На липе ее появилось выражение растерянности.
— Я не понимаю, о чем вы говорите.
— Не понимаете? А разве вы не знаете, что поете как Билли Холидей?
Она была поражена.
— В самом деле?
— Точь-в-точь, — насмешливо сказал он.
— Правда? — Она положила руку ему на плечо, и Сэл почувствовал ее тяжесть. — Я в самом деле пою как Билли Холидей? — В голосе ее звучало сомнение.
Сэл кивнул.
— Какая-то загадка природы.
— Мой Бог! — воскликнула девушка, радостно улыбнувшись. — Это чудесно!
— Вы говорили, что любите старые песни. Но, Святая Дева Мария, это невероятно! Вы часто слушаете Билли Холидей?
«Черт побери! Конечно, часто! Как может быть иначе?»
— Когда я была маленькой, совсем крошкой, то все время кричала, и чтобы успокоить меня, папа ставил пластинки Билли Холидей. Представьте, я замолкала.

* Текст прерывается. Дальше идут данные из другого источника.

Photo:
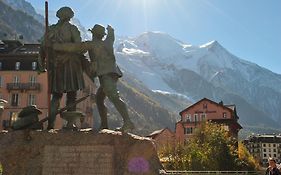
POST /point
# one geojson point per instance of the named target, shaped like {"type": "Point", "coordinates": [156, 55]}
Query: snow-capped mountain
{"type": "Point", "coordinates": [165, 64]}
{"type": "Point", "coordinates": [25, 7]}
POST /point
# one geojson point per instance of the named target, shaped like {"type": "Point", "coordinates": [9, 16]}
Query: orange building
{"type": "Point", "coordinates": [163, 137]}
{"type": "Point", "coordinates": [21, 85]}
{"type": "Point", "coordinates": [207, 110]}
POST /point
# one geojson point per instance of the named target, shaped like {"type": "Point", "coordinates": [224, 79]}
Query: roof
{"type": "Point", "coordinates": [265, 138]}
{"type": "Point", "coordinates": [157, 132]}
{"type": "Point", "coordinates": [10, 47]}
{"type": "Point", "coordinates": [231, 108]}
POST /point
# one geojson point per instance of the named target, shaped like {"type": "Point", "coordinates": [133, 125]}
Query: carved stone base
{"type": "Point", "coordinates": [75, 153]}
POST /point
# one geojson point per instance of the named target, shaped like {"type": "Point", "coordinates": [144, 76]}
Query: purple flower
{"type": "Point", "coordinates": [138, 165]}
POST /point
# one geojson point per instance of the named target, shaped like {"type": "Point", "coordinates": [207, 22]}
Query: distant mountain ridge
{"type": "Point", "coordinates": [209, 70]}
{"type": "Point", "coordinates": [165, 75]}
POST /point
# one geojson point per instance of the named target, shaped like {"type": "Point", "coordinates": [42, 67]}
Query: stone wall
{"type": "Point", "coordinates": [76, 153]}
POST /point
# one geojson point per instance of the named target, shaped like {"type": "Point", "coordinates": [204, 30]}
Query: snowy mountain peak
{"type": "Point", "coordinates": [211, 44]}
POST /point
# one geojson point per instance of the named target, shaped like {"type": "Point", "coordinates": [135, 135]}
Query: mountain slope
{"type": "Point", "coordinates": [166, 64]}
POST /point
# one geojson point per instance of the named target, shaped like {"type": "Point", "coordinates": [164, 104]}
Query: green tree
{"type": "Point", "coordinates": [210, 148]}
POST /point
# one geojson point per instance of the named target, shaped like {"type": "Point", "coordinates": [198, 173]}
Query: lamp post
{"type": "Point", "coordinates": [2, 102]}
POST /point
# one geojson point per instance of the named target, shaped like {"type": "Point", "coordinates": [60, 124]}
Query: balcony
{"type": "Point", "coordinates": [23, 86]}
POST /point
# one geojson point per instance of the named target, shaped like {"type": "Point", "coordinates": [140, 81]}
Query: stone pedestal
{"type": "Point", "coordinates": [76, 153]}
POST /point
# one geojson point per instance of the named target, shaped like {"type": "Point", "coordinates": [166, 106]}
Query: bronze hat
{"type": "Point", "coordinates": [98, 29]}
{"type": "Point", "coordinates": [65, 12]}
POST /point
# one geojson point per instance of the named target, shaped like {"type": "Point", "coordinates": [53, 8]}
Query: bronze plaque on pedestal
{"type": "Point", "coordinates": [77, 160]}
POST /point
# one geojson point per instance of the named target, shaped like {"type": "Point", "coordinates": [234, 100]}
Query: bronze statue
{"type": "Point", "coordinates": [65, 68]}
{"type": "Point", "coordinates": [103, 65]}
{"type": "Point", "coordinates": [102, 57]}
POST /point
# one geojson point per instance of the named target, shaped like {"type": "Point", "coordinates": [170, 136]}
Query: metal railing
{"type": "Point", "coordinates": [23, 86]}
{"type": "Point", "coordinates": [211, 172]}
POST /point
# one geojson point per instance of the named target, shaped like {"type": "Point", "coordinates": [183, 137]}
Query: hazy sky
{"type": "Point", "coordinates": [250, 29]}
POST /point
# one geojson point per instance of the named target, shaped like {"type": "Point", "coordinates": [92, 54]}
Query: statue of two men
{"type": "Point", "coordinates": [66, 70]}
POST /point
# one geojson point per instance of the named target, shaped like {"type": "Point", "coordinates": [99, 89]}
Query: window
{"type": "Point", "coordinates": [34, 65]}
{"type": "Point", "coordinates": [188, 130]}
{"type": "Point", "coordinates": [5, 124]}
{"type": "Point", "coordinates": [13, 117]}
{"type": "Point", "coordinates": [17, 66]}
{"type": "Point", "coordinates": [195, 117]}
{"type": "Point", "coordinates": [31, 99]}
{"type": "Point", "coordinates": [15, 100]}
{"type": "Point", "coordinates": [187, 118]}
{"type": "Point", "coordinates": [32, 79]}
{"type": "Point", "coordinates": [203, 117]}
{"type": "Point", "coordinates": [16, 79]}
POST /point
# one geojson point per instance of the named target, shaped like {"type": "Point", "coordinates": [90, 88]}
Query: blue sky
{"type": "Point", "coordinates": [250, 29]}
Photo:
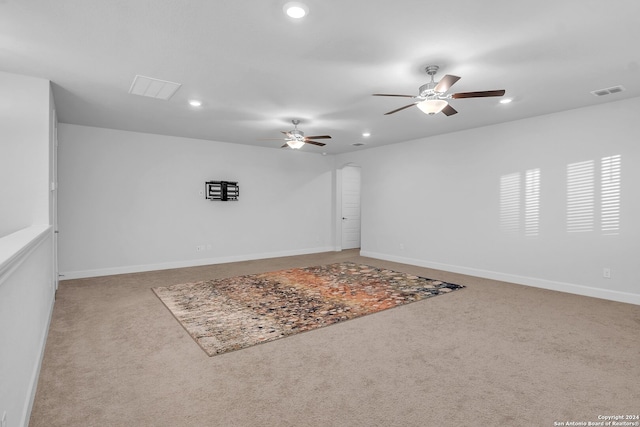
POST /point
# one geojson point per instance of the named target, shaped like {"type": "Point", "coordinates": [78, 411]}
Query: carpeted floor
{"type": "Point", "coordinates": [229, 314]}
{"type": "Point", "coordinates": [492, 354]}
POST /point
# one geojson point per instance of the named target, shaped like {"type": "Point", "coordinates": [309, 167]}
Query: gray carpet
{"type": "Point", "coordinates": [495, 354]}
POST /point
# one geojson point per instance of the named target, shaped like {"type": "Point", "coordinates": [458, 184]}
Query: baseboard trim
{"type": "Point", "coordinates": [571, 288]}
{"type": "Point", "coordinates": [81, 274]}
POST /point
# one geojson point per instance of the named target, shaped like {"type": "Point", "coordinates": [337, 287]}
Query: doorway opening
{"type": "Point", "coordinates": [349, 207]}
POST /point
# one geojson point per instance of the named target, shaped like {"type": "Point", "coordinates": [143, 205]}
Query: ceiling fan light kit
{"type": "Point", "coordinates": [432, 106]}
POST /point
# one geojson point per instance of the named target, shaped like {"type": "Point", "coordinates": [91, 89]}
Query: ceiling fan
{"type": "Point", "coordinates": [296, 139]}
{"type": "Point", "coordinates": [432, 97]}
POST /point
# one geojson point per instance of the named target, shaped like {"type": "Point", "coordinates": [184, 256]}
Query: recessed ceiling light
{"type": "Point", "coordinates": [295, 9]}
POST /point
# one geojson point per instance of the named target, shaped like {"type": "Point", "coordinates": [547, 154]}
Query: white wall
{"type": "Point", "coordinates": [27, 274]}
{"type": "Point", "coordinates": [130, 202]}
{"type": "Point", "coordinates": [436, 202]}
{"type": "Point", "coordinates": [24, 155]}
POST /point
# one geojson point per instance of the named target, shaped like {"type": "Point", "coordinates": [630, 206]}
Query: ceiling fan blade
{"type": "Point", "coordinates": [449, 110]}
{"type": "Point", "coordinates": [319, 137]}
{"type": "Point", "coordinates": [320, 144]}
{"type": "Point", "coordinates": [388, 94]}
{"type": "Point", "coordinates": [445, 83]}
{"type": "Point", "coordinates": [400, 109]}
{"type": "Point", "coordinates": [480, 94]}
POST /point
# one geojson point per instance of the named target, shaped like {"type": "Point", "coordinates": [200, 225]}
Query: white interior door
{"type": "Point", "coordinates": [350, 207]}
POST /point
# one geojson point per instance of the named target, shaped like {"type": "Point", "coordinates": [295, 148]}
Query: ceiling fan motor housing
{"type": "Point", "coordinates": [297, 134]}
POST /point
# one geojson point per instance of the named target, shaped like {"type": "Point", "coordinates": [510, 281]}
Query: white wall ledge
{"type": "Point", "coordinates": [15, 247]}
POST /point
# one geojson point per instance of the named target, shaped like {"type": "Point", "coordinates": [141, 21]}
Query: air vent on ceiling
{"type": "Point", "coordinates": [608, 91]}
{"type": "Point", "coordinates": [153, 88]}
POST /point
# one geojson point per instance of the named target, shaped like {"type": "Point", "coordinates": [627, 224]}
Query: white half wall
{"type": "Point", "coordinates": [496, 201]}
{"type": "Point", "coordinates": [27, 272]}
{"type": "Point", "coordinates": [133, 202]}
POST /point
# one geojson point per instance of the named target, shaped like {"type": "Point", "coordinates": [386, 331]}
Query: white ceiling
{"type": "Point", "coordinates": [256, 69]}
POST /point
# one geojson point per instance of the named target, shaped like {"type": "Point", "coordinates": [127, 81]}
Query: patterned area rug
{"type": "Point", "coordinates": [223, 315]}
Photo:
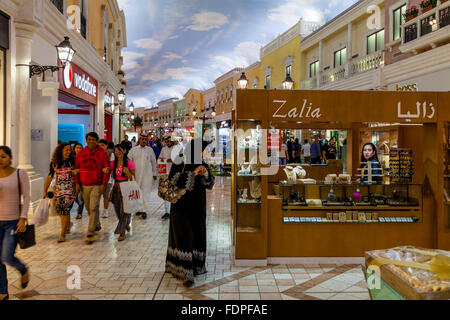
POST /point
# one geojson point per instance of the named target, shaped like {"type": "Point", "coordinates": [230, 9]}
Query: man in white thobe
{"type": "Point", "coordinates": [144, 160]}
{"type": "Point", "coordinates": [166, 159]}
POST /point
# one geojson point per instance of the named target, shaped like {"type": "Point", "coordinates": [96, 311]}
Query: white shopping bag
{"type": "Point", "coordinates": [132, 197]}
{"type": "Point", "coordinates": [41, 213]}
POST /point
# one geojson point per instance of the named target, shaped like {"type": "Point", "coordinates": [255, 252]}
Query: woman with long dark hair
{"type": "Point", "coordinates": [62, 167]}
{"type": "Point", "coordinates": [369, 154]}
{"type": "Point", "coordinates": [13, 217]}
{"type": "Point", "coordinates": [186, 252]}
{"type": "Point", "coordinates": [79, 200]}
{"type": "Point", "coordinates": [122, 170]}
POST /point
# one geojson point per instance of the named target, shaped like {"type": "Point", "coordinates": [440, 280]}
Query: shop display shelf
{"type": "Point", "coordinates": [249, 175]}
{"type": "Point", "coordinates": [249, 201]}
{"type": "Point", "coordinates": [324, 220]}
{"type": "Point", "coordinates": [248, 229]}
{"type": "Point", "coordinates": [368, 207]}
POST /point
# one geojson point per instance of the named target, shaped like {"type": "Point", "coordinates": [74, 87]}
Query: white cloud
{"type": "Point", "coordinates": [171, 73]}
{"type": "Point", "coordinates": [148, 43]}
{"type": "Point", "coordinates": [207, 20]}
{"type": "Point", "coordinates": [140, 102]}
{"type": "Point", "coordinates": [250, 51]}
{"type": "Point", "coordinates": [291, 11]}
{"type": "Point", "coordinates": [333, 3]}
{"type": "Point", "coordinates": [130, 60]}
{"type": "Point", "coordinates": [171, 56]}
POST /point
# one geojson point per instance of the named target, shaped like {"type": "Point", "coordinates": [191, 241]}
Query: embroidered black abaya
{"type": "Point", "coordinates": [186, 252]}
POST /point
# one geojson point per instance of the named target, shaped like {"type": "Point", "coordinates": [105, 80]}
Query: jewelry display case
{"type": "Point", "coordinates": [248, 191]}
{"type": "Point", "coordinates": [351, 203]}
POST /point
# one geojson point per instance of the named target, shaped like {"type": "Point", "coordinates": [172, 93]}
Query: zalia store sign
{"type": "Point", "coordinates": [78, 83]}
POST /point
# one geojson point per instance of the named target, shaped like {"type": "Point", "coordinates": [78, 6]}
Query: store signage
{"type": "Point", "coordinates": [424, 110]}
{"type": "Point", "coordinates": [408, 87]}
{"type": "Point", "coordinates": [305, 112]}
{"type": "Point", "coordinates": [82, 82]}
{"type": "Point", "coordinates": [78, 83]}
{"type": "Point", "coordinates": [109, 99]}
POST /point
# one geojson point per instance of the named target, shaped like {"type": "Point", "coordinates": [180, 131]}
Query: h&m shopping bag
{"type": "Point", "coordinates": [132, 197]}
{"type": "Point", "coordinates": [41, 214]}
{"type": "Point", "coordinates": [162, 168]}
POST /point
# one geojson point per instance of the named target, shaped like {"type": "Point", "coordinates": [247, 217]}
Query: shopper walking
{"type": "Point", "coordinates": [127, 143]}
{"type": "Point", "coordinates": [186, 252]}
{"type": "Point", "coordinates": [283, 154]}
{"type": "Point", "coordinates": [290, 145]}
{"type": "Point", "coordinates": [144, 159]}
{"type": "Point", "coordinates": [156, 145]}
{"type": "Point", "coordinates": [369, 154]}
{"type": "Point", "coordinates": [62, 169]}
{"type": "Point", "coordinates": [91, 161]}
{"type": "Point", "coordinates": [297, 150]}
{"type": "Point", "coordinates": [122, 170]}
{"type": "Point", "coordinates": [306, 149]}
{"type": "Point", "coordinates": [79, 200]}
{"type": "Point", "coordinates": [105, 210]}
{"type": "Point", "coordinates": [110, 150]}
{"type": "Point", "coordinates": [165, 158]}
{"type": "Point", "coordinates": [13, 218]}
{"type": "Point", "coordinates": [316, 153]}
{"type": "Point", "coordinates": [330, 150]}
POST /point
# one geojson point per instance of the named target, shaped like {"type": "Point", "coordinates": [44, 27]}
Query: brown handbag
{"type": "Point", "coordinates": [168, 191]}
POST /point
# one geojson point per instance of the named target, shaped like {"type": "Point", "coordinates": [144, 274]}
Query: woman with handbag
{"type": "Point", "coordinates": [13, 217]}
{"type": "Point", "coordinates": [79, 200]}
{"type": "Point", "coordinates": [62, 168]}
{"type": "Point", "coordinates": [123, 170]}
{"type": "Point", "coordinates": [186, 252]}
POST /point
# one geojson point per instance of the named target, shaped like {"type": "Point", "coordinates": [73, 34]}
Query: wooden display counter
{"type": "Point", "coordinates": [260, 229]}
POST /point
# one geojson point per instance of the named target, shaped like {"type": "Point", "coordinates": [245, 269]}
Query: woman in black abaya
{"type": "Point", "coordinates": [186, 251]}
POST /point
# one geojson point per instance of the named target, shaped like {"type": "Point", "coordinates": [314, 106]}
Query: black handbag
{"type": "Point", "coordinates": [26, 239]}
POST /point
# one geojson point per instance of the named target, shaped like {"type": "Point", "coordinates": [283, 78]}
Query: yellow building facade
{"type": "Point", "coordinates": [194, 100]}
{"type": "Point", "coordinates": [102, 24]}
{"type": "Point", "coordinates": [282, 56]}
{"type": "Point", "coordinates": [343, 52]}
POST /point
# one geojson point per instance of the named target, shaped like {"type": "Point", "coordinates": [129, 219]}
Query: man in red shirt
{"type": "Point", "coordinates": [92, 161]}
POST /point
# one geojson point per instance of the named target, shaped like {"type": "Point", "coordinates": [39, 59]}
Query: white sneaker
{"type": "Point", "coordinates": [105, 214]}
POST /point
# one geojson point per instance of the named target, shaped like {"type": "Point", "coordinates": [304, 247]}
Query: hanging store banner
{"type": "Point", "coordinates": [78, 83]}
{"type": "Point", "coordinates": [339, 106]}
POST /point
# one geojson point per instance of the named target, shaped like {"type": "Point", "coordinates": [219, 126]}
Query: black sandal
{"type": "Point", "coordinates": [23, 283]}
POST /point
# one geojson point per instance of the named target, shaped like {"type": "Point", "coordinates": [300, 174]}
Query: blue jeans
{"type": "Point", "coordinates": [8, 244]}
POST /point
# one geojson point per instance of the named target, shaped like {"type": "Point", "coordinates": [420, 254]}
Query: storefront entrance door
{"type": "Point", "coordinates": [2, 97]}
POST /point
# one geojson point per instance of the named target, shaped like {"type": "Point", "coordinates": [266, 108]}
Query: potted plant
{"type": "Point", "coordinates": [411, 13]}
{"type": "Point", "coordinates": [427, 5]}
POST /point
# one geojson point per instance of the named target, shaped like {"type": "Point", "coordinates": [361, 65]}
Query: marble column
{"type": "Point", "coordinates": [319, 72]}
{"type": "Point", "coordinates": [100, 128]}
{"type": "Point", "coordinates": [24, 39]}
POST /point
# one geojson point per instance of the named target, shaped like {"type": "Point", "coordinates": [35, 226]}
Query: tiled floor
{"type": "Point", "coordinates": [134, 269]}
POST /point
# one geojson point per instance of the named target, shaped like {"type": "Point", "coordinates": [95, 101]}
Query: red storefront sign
{"type": "Point", "coordinates": [78, 83]}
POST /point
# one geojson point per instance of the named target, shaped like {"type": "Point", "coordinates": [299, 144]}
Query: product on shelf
{"type": "Point", "coordinates": [419, 274]}
{"type": "Point", "coordinates": [401, 164]}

И теперь, когда на меня накатывает тоска — ну знаете, подавленное настроение, я ставлю ее пластинку и вместе с грустью ощущаю счастье и еще, как бы это вам объяснить...
— Меланхолию.
— Правильно, то самое слово, — кивнула Изабель. — Пение Билли Холидей действует на меня именно так. И плохо и хорошо. — Она улыбнулась. — Это как заниматься любовью в плохую погоду.
«Перемени тему».
— Но когда вы вошли, вы напевали мелодию из Чаки. Значит, вы слушаете и другие пластинки?
— Я люблю всякую музыку. Особенно мне нравятся женские голоса. Мне нравится Чака Хан, Уитни Хьюстон, Энни Леннокс. И конечно, я люблю бразильскую музыку. Дхавен. Айвен Линс. — Она помолчала. Пристально посмотрела на него. — Как вы думаете, Марко, могла бы я стать певицей?
Сэл откинулся на стуле, обдумывая, что ей ответить, и произнес наконец:
— Вы уже певица, хотя... хотя еще не пели. — Он посмотрел на нее. — Понимаете, что я хочу сказать?
Она покачала головой.
— Нет.
Сэл вздохнул.
— Видите ли, музыка живет в вас. Вам только надо извлечь ее из себя. — Он потянулся за сигаретой. — Представьте себе, что вы блестящий музыкант и впервые играете на пианино, на барабане, на гитаре — на чем угодно. Вначале звучание инструмента вам кажется странным, неожиданным, вы не знаете, как использовать все его возможности, — Сэл зажег сигарету. — Но с первой же минуты вы чувствуете, чего ждать от этого инструмента и как он делает музыку. Музыка живет в вас. и извлечь ее можно лишь с помощью вашего голоса. Редко встретишь настоящего музыканта. — Он повернулся к ней. — И распознать его можно сразу, сколько бы лет ему ни было — шесть или шестнадцать. Если он талантлив, его будут слушать, как я слушаю вас.
Она сдвинула брови, стараясь уловить смысл его слов.
— Значит... значит... по-вашему, из меня выйдет хорошая певица?
— Необычайно хорошая. Просто замечательная! — Он потер шрам под густой бородой и закатил глаза. — Но готов ли мир принять такую исполнительницу, да еще имитирующую Билли Холидей?
— Марко, это плохо, что я пою как она?
Он продолжал с отсутствующим видом потирать шрам.
— Может, плохо, а может, нет. Кто знает? А вы уверены, что не стараетесь подражать ей? — Он выставил в ее сторону указательный палец.
— Марко, клянусь младенцем Иисусом, я просто пою. А если звучит как у нее... — Она повела плечами — типично итальянский жест, в какой бы части света итальянец ни оказался.
Какое-то время Сэл испытующе смотрел на нее. Затем отложил сигарету и опустил руки на клавиатуру.